Que des robes! Que des robes rouges!
Elle les enfila les une après les autres, et s'étudia dans le miroir. Elle opta facilement pour la robe la plus courte. Celle-ci était si moulante qu'elle l'enveloppait sans la compresser, comme une seconde peau qu'on finit par confondre avec la première. A chacun de ses mouvements, des plis se formaient, soulignant ses rondeurs. Un grand décolleté dévoilait toute la partie supérieure de son corps jusqu'à ses tétons, qu'elle considérait comme les limites naturelles de la décence. Il était 19h30. Elle se coiffa et se maquilla rapidement, prenant soin de vérifier qu'elle n'avait pas de rouge à lèvres sur les dents et s'en fut lourdement chargé, rejoindre la table du village.
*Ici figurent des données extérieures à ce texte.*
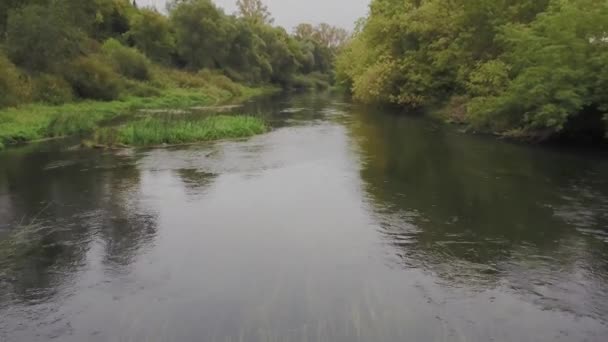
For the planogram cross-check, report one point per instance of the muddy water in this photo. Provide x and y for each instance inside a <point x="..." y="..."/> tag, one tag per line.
<point x="341" y="224"/>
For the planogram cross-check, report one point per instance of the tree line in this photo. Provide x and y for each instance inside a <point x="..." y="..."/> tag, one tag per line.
<point x="536" y="69"/>
<point x="60" y="50"/>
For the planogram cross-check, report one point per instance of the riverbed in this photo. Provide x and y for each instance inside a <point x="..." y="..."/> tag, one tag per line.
<point x="343" y="223"/>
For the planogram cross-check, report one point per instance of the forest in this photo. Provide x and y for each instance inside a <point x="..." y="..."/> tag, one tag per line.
<point x="82" y="54"/>
<point x="534" y="70"/>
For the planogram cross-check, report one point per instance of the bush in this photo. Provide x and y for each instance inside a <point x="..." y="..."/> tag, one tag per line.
<point x="178" y="78"/>
<point x="37" y="38"/>
<point x="151" y="33"/>
<point x="14" y="87"/>
<point x="141" y="89"/>
<point x="222" y="82"/>
<point x="92" y="79"/>
<point x="52" y="89"/>
<point x="127" y="61"/>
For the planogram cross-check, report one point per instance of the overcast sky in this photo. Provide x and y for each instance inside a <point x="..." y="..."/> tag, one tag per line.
<point x="289" y="13"/>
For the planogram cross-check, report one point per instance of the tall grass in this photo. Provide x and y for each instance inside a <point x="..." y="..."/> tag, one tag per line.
<point x="156" y="131"/>
<point x="39" y="121"/>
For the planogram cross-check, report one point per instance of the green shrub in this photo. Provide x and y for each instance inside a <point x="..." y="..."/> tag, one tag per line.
<point x="151" y="33"/>
<point x="314" y="81"/>
<point x="14" y="87"/>
<point x="92" y="79"/>
<point x="38" y="38"/>
<point x="52" y="89"/>
<point x="178" y="78"/>
<point x="154" y="130"/>
<point x="141" y="89"/>
<point x="127" y="61"/>
<point x="222" y="82"/>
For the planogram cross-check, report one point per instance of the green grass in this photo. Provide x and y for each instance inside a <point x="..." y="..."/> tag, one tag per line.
<point x="156" y="131"/>
<point x="39" y="121"/>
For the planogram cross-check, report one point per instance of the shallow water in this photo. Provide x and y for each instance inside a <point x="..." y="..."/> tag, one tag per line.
<point x="341" y="224"/>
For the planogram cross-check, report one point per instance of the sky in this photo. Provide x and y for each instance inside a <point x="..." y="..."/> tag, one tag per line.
<point x="289" y="13"/>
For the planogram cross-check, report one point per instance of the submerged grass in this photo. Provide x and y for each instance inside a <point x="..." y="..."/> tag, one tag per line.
<point x="156" y="131"/>
<point x="39" y="121"/>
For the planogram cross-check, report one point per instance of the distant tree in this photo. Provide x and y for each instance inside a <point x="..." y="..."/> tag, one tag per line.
<point x="151" y="33"/>
<point x="202" y="33"/>
<point x="254" y="10"/>
<point x="38" y="38"/>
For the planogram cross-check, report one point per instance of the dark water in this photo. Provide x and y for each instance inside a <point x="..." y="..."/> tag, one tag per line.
<point x="342" y="224"/>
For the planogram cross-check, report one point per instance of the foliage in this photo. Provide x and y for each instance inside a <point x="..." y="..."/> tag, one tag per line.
<point x="201" y="33"/>
<point x="37" y="38"/>
<point x="126" y="61"/>
<point x="91" y="78"/>
<point x="155" y="130"/>
<point x="520" y="65"/>
<point x="151" y="33"/>
<point x="52" y="89"/>
<point x="13" y="89"/>
<point x="62" y="53"/>
<point x="254" y="11"/>
<point x="38" y="121"/>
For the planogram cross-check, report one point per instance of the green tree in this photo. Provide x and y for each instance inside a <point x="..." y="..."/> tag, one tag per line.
<point x="151" y="33"/>
<point x="254" y="11"/>
<point x="38" y="38"/>
<point x="201" y="33"/>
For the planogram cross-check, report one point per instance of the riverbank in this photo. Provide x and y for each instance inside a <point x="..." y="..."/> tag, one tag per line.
<point x="40" y="121"/>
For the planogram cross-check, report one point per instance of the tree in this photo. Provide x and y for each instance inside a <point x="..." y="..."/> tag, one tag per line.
<point x="38" y="38"/>
<point x="201" y="33"/>
<point x="255" y="11"/>
<point x="151" y="33"/>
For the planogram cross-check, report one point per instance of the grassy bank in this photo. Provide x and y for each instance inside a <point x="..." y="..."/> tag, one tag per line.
<point x="40" y="121"/>
<point x="156" y="131"/>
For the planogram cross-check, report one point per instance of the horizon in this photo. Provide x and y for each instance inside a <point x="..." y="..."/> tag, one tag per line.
<point x="290" y="13"/>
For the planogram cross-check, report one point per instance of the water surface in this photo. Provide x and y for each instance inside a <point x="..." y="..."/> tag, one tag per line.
<point x="341" y="224"/>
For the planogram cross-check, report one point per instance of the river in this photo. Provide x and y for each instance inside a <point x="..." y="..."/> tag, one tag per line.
<point x="341" y="224"/>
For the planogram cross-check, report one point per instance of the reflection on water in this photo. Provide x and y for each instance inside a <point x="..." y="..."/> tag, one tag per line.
<point x="342" y="224"/>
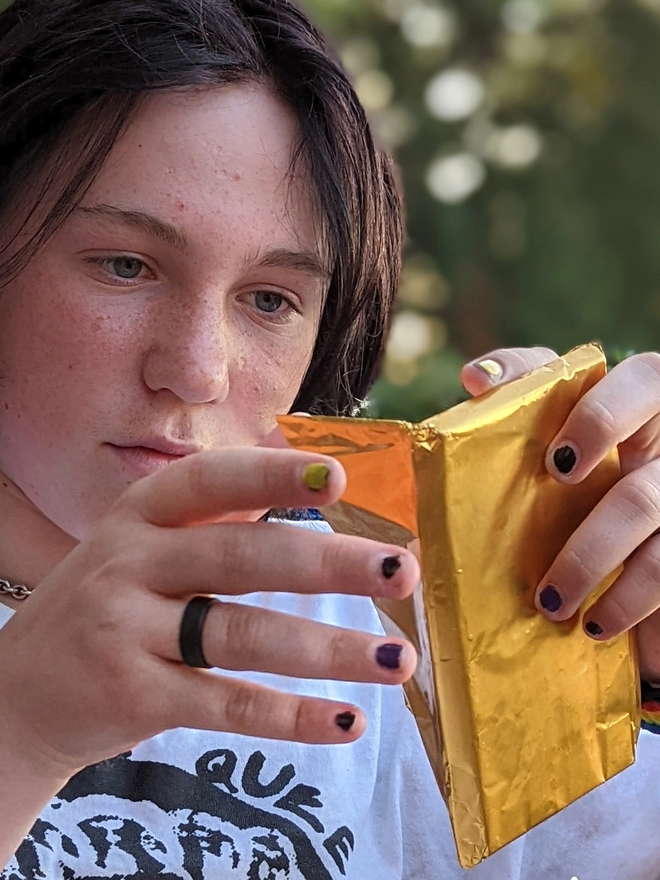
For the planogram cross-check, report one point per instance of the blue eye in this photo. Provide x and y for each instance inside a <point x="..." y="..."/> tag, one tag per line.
<point x="267" y="301"/>
<point x="127" y="267"/>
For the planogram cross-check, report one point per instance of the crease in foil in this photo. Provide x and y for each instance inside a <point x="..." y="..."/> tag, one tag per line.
<point x="519" y="717"/>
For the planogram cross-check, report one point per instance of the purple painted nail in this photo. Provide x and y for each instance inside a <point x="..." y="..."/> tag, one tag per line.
<point x="345" y="720"/>
<point x="565" y="459"/>
<point x="389" y="656"/>
<point x="550" y="599"/>
<point x="391" y="564"/>
<point x="593" y="629"/>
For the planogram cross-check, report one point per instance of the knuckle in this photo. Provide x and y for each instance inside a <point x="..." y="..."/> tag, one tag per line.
<point x="243" y="709"/>
<point x="582" y="567"/>
<point x="647" y="562"/>
<point x="337" y="648"/>
<point x="602" y="421"/>
<point x="333" y="561"/>
<point x="302" y="720"/>
<point x="642" y="497"/>
<point x="197" y="477"/>
<point x="243" y="634"/>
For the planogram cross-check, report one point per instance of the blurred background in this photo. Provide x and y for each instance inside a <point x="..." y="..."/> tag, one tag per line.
<point x="527" y="133"/>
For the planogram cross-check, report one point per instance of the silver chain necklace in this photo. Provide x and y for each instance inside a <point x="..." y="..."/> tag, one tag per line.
<point x="16" y="591"/>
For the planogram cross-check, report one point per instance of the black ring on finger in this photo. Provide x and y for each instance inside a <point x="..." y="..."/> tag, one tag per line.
<point x="190" y="632"/>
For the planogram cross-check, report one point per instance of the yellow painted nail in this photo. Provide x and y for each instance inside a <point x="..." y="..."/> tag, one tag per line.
<point x="491" y="367"/>
<point x="315" y="476"/>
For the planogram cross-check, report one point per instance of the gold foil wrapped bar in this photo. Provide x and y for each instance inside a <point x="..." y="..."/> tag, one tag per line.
<point x="519" y="716"/>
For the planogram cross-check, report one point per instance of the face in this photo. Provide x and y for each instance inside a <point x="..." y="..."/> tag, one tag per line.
<point x="175" y="311"/>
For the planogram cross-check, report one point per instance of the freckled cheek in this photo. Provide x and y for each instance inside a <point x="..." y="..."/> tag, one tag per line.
<point x="272" y="377"/>
<point x="73" y="358"/>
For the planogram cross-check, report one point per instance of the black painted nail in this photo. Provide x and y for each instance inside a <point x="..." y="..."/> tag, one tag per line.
<point x="345" y="720"/>
<point x="389" y="656"/>
<point x="550" y="599"/>
<point x="565" y="459"/>
<point x="391" y="564"/>
<point x="593" y="629"/>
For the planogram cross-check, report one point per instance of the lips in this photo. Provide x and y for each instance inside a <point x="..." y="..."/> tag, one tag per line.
<point x="151" y="456"/>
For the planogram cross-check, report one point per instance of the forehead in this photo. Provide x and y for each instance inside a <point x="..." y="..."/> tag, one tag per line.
<point x="217" y="159"/>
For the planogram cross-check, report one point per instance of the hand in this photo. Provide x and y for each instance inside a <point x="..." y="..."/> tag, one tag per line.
<point x="622" y="410"/>
<point x="93" y="659"/>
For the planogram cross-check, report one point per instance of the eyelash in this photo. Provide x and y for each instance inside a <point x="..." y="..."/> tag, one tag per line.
<point x="106" y="262"/>
<point x="273" y="317"/>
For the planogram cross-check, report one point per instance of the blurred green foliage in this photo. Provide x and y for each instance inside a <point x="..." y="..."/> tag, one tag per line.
<point x="528" y="137"/>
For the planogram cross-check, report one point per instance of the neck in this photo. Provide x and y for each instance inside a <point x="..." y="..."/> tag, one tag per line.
<point x="30" y="544"/>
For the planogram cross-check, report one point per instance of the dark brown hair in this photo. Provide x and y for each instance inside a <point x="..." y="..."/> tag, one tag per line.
<point x="79" y="69"/>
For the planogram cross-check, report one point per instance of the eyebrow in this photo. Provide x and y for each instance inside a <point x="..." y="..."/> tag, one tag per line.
<point x="139" y="220"/>
<point x="276" y="258"/>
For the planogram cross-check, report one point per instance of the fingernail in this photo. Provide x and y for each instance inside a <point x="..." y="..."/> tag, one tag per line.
<point x="389" y="656"/>
<point x="491" y="368"/>
<point x="315" y="476"/>
<point x="565" y="459"/>
<point x="345" y="720"/>
<point x="550" y="599"/>
<point x="391" y="564"/>
<point x="593" y="629"/>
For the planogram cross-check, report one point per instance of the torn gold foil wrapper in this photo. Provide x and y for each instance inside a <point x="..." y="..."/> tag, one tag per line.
<point x="519" y="716"/>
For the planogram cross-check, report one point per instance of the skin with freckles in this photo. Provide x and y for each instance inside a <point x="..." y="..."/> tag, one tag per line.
<point x="119" y="330"/>
<point x="146" y="350"/>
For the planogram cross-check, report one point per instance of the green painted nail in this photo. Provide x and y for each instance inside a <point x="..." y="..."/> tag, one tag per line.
<point x="316" y="476"/>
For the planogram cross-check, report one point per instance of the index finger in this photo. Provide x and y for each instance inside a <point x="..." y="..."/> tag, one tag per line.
<point x="608" y="414"/>
<point x="209" y="486"/>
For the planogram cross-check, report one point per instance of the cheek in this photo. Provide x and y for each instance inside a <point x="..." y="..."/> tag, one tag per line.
<point x="270" y="374"/>
<point x="58" y="357"/>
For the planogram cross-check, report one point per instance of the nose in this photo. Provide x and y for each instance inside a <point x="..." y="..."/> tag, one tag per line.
<point x="190" y="353"/>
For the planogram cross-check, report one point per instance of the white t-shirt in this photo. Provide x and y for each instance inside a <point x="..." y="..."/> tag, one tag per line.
<point x="213" y="806"/>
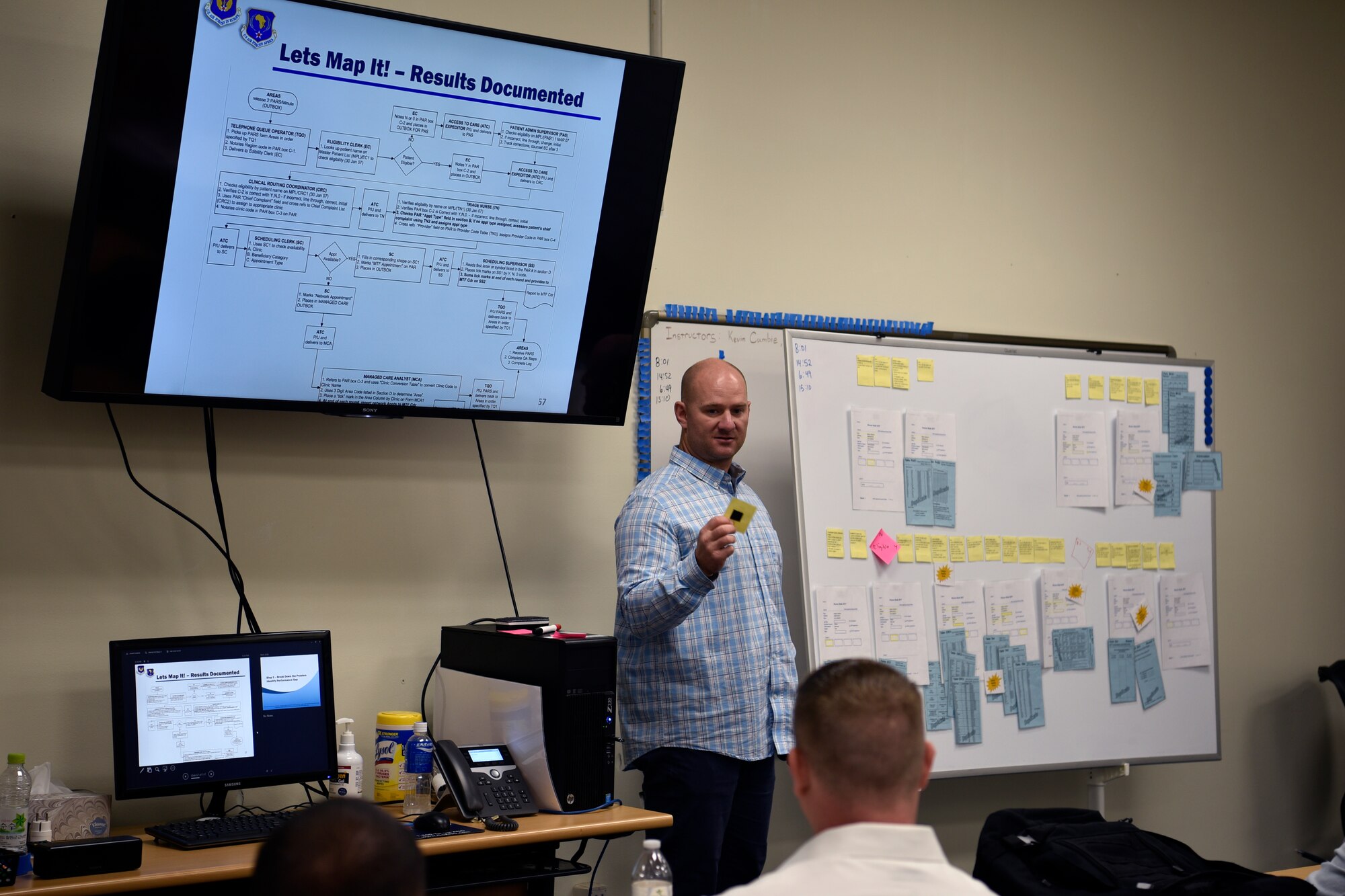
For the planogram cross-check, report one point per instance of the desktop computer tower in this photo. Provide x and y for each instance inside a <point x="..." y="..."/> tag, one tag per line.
<point x="551" y="700"/>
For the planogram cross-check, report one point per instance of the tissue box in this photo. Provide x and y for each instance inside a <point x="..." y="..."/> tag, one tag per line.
<point x="73" y="815"/>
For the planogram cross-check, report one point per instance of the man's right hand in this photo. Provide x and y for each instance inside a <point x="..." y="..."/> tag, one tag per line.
<point x="715" y="544"/>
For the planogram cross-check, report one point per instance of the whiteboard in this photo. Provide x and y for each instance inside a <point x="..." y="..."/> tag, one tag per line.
<point x="1005" y="400"/>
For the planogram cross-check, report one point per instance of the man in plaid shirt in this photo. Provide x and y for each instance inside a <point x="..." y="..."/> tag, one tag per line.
<point x="705" y="663"/>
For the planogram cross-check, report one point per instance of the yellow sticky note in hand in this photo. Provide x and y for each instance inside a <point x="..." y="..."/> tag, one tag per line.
<point x="900" y="373"/>
<point x="740" y="514"/>
<point x="907" y="553"/>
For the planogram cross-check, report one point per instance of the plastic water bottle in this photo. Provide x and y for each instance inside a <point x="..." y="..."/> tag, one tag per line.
<point x="15" y="788"/>
<point x="420" y="771"/>
<point x="652" y="874"/>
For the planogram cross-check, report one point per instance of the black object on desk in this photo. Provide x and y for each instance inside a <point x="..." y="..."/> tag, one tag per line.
<point x="219" y="831"/>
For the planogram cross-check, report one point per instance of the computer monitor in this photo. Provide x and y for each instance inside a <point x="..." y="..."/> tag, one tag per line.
<point x="212" y="713"/>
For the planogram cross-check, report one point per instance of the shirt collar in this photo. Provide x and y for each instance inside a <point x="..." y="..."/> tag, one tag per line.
<point x="707" y="473"/>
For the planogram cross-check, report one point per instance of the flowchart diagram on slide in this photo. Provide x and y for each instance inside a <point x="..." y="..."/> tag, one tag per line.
<point x="434" y="225"/>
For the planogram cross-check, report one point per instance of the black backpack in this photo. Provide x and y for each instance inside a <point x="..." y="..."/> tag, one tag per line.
<point x="1077" y="852"/>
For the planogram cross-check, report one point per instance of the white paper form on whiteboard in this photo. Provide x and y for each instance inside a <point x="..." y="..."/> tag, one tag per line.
<point x="1081" y="459"/>
<point x="1011" y="611"/>
<point x="876" y="459"/>
<point x="1186" y="620"/>
<point x="1139" y="436"/>
<point x="1126" y="594"/>
<point x="931" y="436"/>
<point x="899" y="627"/>
<point x="1059" y="610"/>
<point x="841" y="619"/>
<point x="962" y="606"/>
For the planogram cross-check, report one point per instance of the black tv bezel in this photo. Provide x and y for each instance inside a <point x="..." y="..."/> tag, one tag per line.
<point x="100" y="343"/>
<point x="119" y="697"/>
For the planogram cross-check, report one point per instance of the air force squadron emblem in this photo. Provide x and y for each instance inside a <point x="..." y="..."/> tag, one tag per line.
<point x="223" y="11"/>
<point x="260" y="29"/>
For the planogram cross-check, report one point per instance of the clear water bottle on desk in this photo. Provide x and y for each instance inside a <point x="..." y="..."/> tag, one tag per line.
<point x="420" y="772"/>
<point x="652" y="874"/>
<point x="15" y="790"/>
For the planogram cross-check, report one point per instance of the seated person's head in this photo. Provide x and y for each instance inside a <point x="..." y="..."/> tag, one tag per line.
<point x="861" y="752"/>
<point x="337" y="848"/>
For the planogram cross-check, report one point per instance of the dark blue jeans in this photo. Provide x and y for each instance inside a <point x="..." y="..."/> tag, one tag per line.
<point x="722" y="810"/>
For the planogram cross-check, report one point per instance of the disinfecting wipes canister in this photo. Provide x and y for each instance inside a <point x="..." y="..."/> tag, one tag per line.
<point x="393" y="731"/>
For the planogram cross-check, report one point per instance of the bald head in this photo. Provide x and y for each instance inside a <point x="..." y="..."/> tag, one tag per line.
<point x="708" y="370"/>
<point x="714" y="412"/>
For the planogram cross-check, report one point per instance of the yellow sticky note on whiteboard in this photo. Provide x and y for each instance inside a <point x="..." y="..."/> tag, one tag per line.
<point x="922" y="549"/>
<point x="939" y="549"/>
<point x="976" y="549"/>
<point x="864" y="370"/>
<point x="1058" y="551"/>
<point x="900" y="373"/>
<point x="883" y="372"/>
<point x="1135" y="389"/>
<point x="957" y="549"/>
<point x="993" y="548"/>
<point x="907" y="553"/>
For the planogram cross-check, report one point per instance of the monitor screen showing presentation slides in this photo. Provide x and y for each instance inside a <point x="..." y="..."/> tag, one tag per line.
<point x="317" y="206"/>
<point x="208" y="715"/>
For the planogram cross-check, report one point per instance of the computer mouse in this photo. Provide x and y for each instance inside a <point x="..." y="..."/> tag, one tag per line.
<point x="432" y="822"/>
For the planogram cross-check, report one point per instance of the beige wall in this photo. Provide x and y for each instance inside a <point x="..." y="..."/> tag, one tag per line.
<point x="1140" y="171"/>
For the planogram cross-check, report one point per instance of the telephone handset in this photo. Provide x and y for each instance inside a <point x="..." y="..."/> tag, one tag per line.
<point x="485" y="782"/>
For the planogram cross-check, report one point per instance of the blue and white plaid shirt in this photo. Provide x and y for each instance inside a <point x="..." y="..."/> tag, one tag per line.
<point x="704" y="663"/>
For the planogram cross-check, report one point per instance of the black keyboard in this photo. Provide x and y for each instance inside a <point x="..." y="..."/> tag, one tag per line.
<point x="219" y="831"/>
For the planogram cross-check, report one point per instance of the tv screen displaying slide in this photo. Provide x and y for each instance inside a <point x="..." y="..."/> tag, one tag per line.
<point x="332" y="208"/>
<point x="221" y="712"/>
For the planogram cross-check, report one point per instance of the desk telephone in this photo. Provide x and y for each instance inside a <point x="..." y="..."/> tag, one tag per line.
<point x="486" y="783"/>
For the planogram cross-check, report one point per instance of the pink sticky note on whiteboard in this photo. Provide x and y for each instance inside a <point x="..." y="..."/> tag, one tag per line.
<point x="884" y="548"/>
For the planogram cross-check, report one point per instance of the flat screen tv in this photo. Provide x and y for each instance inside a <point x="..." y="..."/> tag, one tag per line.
<point x="213" y="713"/>
<point x="318" y="206"/>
Elle fut émerveillée par le travail de ses voisins. La place était magnifique. Ils avaient installés des guirlandes lumineuses dans les arbres. Ci et là brillaient des lampions. Sur la nappe à carreaux rouge et blancs, des petites bougies scintillaient. L'endroit était devenu féerique. Ils étaient tous déjà là. Le père, en chemise blanche présidait le repas en bout de table. Il riait à gorge déployé. Petit et trapu, il n'en était pas moins charismatique. Ses beaux yeux bleus lagon rayonnaient de douceur, et son rire franc séduisait toujours son interlocuteur. Il irradiait de bonté tel un saint homme et aurait presque donner envie à Eglantine de croire en Dieu. A sa gauche siégeait Monique Baudu dans son éternelle robe noire. Elle écoutait la conversation, la bouche pincée et l’œil attendri. Elle regardait le monde à travers le prisme de ses principes et mimait la tolérance à l'égard de son prochain, duquel elle ne manquait pourtant jamais de remarquer les défauts. Si le Saint Père existe, pensa Églantine, il la nommera sûrement gardienne de la grille du paradis. Josiane, était en noire également, mais la pâtissière avait des raisons de croire que c'était pour elle plus une question de coquetterie que de dévotion. Elle parlait sans cesse de sa plastique de rêve d'antan, quand elle était "Actrrrice vous savez". Le seul vestige de ce temps perdu était ses dents blanches hollywoodiennes qui aujourd'hui convenait mal avec ce visage fripé.
- Vous savez pourquoi je suis écolo ? lançait cette dernière en riant. Ben c'est bien simple, dans le temps, ma couche de fond de teint c'était ma couche d'ozone à moi , elle garantissait la vie de ma carrière. Et pis ben , quand elle était plus assez puissante pour me protéger, les attaques extérieures ont commencé à m'atteindre. Et voilà, je me retrouve avec cette gueule ravagée et une carrière enterrée. Alors si ça peut ralentir la fin des choses, vive l'écologie !
- Tais toi! ordonna son mari, à coté d'elle.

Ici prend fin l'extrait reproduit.